Russie : Vladimir Poutine s’autorise à rester Président jusqu’en 2036
Le Président russe Vladimir Poutine a signé la loi lui permettant de se présenter pour deux nouveaux mandats présidentiels, ouvrant la voie à son maintien au Kremlin jusqu’en 2036.
Le texte avait été définitivement adopté par le Parlement en mars, après un référendum constitutionnel organisé à l’été 2020. Âgé de 68 ans, Vladimir Poutine aux commandes du pays depuis 2000, a en deux décennies éliminé toute réelle concurrence politique en Russie, jugulant l’opposition et les médias indépendants. Il s’est toujours refusé à évoquer sa succession.
L’homme fort de la Russie aurait dû en théorie se retirer à la fin de son mandat actuel en 2024, la législation russe n’autorisant pas un président à faire plus de deux mandats consécutifs. Mais selon le texte qu’il a promulgué le 5 avril, « cette restriction ne s’applique pas à ceux qui occupaient le poste de chef de l’État avant l’entrée en vigueur des amendements à la Constitution » approuvés par référendum en 2020.

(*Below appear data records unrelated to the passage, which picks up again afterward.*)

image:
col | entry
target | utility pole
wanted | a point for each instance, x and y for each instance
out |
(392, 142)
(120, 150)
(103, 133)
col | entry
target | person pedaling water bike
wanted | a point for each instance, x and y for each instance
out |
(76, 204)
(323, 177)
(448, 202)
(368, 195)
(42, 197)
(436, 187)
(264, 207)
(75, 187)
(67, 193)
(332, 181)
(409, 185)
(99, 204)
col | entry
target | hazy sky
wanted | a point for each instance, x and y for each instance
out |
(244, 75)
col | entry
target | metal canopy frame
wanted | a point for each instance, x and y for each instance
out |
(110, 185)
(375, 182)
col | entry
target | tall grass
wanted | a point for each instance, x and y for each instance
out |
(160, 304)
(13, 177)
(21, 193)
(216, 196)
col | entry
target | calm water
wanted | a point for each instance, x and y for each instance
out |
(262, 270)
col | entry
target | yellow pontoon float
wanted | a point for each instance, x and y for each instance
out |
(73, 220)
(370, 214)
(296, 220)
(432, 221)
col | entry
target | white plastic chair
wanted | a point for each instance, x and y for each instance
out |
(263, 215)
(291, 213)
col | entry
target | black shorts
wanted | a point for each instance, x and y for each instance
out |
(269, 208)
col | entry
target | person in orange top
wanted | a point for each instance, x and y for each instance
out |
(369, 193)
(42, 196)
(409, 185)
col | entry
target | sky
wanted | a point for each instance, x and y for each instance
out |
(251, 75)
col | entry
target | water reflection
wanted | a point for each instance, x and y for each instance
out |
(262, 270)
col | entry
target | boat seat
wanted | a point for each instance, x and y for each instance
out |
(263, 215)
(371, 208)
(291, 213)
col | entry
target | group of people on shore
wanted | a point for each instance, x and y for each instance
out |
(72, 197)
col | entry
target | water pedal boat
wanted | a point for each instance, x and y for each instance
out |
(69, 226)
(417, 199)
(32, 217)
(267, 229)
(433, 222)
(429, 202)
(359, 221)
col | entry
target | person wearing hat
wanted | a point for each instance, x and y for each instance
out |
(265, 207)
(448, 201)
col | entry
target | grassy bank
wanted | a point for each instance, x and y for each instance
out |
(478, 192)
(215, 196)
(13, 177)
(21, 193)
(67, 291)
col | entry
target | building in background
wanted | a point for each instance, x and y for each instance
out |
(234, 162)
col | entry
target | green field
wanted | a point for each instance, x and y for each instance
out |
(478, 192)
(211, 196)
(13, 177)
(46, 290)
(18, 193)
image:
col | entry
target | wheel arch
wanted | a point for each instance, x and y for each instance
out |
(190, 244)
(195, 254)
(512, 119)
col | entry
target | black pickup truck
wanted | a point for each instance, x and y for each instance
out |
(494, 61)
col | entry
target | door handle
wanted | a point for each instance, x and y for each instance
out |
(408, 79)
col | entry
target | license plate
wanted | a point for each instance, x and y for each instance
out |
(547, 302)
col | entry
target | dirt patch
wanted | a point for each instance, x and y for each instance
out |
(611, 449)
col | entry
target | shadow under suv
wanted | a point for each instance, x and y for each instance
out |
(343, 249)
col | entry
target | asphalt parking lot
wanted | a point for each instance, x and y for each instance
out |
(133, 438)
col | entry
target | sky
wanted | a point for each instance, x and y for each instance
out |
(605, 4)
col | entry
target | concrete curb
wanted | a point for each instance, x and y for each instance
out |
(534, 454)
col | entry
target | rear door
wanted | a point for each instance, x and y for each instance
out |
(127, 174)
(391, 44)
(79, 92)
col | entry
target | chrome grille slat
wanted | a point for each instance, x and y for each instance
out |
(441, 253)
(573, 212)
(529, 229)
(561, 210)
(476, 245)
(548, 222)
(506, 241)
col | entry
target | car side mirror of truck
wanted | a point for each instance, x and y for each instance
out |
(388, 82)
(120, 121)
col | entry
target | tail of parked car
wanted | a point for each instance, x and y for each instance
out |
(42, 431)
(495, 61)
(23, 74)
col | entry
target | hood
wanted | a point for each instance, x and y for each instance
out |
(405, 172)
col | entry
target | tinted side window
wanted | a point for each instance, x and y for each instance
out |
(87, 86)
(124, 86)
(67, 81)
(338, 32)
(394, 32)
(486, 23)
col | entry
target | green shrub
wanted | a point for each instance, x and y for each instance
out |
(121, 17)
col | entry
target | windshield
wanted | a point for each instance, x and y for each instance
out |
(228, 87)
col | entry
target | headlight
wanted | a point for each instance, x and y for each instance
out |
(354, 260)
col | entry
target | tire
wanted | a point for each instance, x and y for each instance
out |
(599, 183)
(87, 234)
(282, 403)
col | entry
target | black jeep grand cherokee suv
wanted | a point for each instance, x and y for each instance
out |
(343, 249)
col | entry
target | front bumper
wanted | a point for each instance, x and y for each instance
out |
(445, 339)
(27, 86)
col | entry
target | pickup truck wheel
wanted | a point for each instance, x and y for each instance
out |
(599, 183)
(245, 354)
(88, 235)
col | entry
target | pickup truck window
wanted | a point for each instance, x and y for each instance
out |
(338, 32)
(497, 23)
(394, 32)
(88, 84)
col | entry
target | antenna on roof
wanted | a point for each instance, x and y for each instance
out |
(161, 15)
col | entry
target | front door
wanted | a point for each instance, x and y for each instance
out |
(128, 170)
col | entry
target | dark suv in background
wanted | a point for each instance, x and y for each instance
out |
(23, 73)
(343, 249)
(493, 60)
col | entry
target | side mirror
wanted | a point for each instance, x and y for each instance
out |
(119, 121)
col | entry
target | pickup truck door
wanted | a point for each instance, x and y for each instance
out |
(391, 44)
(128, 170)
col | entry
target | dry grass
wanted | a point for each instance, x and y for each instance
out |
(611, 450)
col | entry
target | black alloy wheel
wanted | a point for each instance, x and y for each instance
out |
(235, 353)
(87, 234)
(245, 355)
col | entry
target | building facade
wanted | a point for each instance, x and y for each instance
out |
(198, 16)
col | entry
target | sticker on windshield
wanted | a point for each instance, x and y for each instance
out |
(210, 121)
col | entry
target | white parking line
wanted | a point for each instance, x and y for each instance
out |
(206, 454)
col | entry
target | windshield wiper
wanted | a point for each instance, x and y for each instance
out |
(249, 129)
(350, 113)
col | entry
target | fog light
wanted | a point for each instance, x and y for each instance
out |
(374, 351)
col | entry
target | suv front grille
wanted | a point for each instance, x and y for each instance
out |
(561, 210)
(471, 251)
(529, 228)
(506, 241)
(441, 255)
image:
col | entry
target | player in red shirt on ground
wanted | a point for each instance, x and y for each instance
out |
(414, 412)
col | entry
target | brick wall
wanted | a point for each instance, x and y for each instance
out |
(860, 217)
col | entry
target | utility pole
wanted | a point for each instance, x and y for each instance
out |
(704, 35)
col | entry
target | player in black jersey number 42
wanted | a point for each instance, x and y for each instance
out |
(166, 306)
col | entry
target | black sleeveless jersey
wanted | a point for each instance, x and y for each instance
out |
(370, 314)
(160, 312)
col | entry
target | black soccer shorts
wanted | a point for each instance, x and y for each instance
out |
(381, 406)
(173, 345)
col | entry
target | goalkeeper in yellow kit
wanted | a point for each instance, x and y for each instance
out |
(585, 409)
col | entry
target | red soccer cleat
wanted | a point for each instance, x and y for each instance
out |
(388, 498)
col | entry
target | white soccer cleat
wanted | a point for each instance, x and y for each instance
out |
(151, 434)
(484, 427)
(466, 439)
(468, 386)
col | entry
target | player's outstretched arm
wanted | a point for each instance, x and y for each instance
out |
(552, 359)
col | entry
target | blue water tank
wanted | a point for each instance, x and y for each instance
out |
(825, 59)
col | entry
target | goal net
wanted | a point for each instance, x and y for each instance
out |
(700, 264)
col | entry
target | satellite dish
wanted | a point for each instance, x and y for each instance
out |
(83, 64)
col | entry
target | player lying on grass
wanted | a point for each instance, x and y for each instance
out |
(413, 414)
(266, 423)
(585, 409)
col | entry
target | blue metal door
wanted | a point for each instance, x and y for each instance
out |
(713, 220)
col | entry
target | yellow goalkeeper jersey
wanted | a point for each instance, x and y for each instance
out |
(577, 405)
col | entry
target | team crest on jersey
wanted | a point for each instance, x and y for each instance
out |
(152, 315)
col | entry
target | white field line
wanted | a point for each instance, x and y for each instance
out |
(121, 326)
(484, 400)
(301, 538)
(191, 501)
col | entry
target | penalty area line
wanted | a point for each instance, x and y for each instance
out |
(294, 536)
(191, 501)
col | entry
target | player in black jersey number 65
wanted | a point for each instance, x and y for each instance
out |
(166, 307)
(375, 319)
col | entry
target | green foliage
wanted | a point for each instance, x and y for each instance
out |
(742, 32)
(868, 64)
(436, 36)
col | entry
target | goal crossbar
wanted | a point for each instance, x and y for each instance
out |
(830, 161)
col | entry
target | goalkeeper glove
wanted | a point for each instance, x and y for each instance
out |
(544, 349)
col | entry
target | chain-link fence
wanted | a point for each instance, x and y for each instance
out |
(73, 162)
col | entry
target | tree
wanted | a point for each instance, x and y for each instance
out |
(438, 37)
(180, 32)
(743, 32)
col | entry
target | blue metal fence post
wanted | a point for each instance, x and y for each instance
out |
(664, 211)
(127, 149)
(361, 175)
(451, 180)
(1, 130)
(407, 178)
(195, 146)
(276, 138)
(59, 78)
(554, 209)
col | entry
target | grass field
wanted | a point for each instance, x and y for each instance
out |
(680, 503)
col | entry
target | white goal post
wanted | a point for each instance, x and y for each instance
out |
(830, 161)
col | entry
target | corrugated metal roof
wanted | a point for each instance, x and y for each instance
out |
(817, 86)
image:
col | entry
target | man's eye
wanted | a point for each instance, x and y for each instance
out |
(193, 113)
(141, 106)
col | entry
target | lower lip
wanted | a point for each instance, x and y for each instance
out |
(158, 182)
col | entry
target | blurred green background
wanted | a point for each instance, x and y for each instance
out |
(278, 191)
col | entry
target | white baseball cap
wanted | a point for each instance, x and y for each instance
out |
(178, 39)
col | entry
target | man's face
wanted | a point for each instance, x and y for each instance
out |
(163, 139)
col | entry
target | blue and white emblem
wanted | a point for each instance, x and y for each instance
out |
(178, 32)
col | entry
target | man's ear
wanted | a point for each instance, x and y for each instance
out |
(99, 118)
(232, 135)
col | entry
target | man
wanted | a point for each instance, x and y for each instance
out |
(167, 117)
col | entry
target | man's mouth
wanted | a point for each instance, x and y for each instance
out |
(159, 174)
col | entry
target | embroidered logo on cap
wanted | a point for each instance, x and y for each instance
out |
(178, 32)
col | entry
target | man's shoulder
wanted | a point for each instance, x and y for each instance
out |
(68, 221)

No limit.. Le président russe Vladimir Poutine, 68 ans, a signé la loi lui permettant de se présenter pour 2 nouveaux mandats présidentiels, ouvrant la voie à son maintien au Kremlin jusqu’en 2036 #Russie pic.twitter.com/D2TvDtfh5W
— Ulysse Paris (@ulyssepariser) April 5, 2021
Des principes conservateurs
Ce n’est en outre pas la première fois que M. Poutine est en passe d’atteindre la limite de deux mandats consécutifs. En 2008, il avait pris le poste de Premier ministre et laissé le Kremlin à son dernier chef de gouvernement Dmitri Medvedev. Après cet intermède de quatre ans, il avait été réélu président en 2012 malgré un grand mouvement de contestation.
La révision constitutionnelle votée à l’été 2020 introduit aussi dans la Constitution des principes conservateurs chers au président – foi en Dieu, mariage réservé aux hétérosexuels, enseignement patriotique. Elle donne aussi une immunité à vie garantie aux présidents russes, même une fois qu’ils ont quitté leurs fonctions.
L’opposant Alexeï Navalny, dorénavant en prison, avait qualifié ce référendum d’« énorme mensonge » et l’ONG Golos, spécialisée dans l’observation des élections, a dénoncé une atteinte « sans précédent » à la souveraineté du peuple russe.
Étalé sur une semaine en raison de la pandémie du Covid-19 causée par le virus du PCC (Parti communiste chinois), le référendum de l’année passée et dont l’issue ne faisait aucun doute s’était conclu sur une victoire du « oui » à 77,92% et une participation de 65%, selon les chiffres officiels.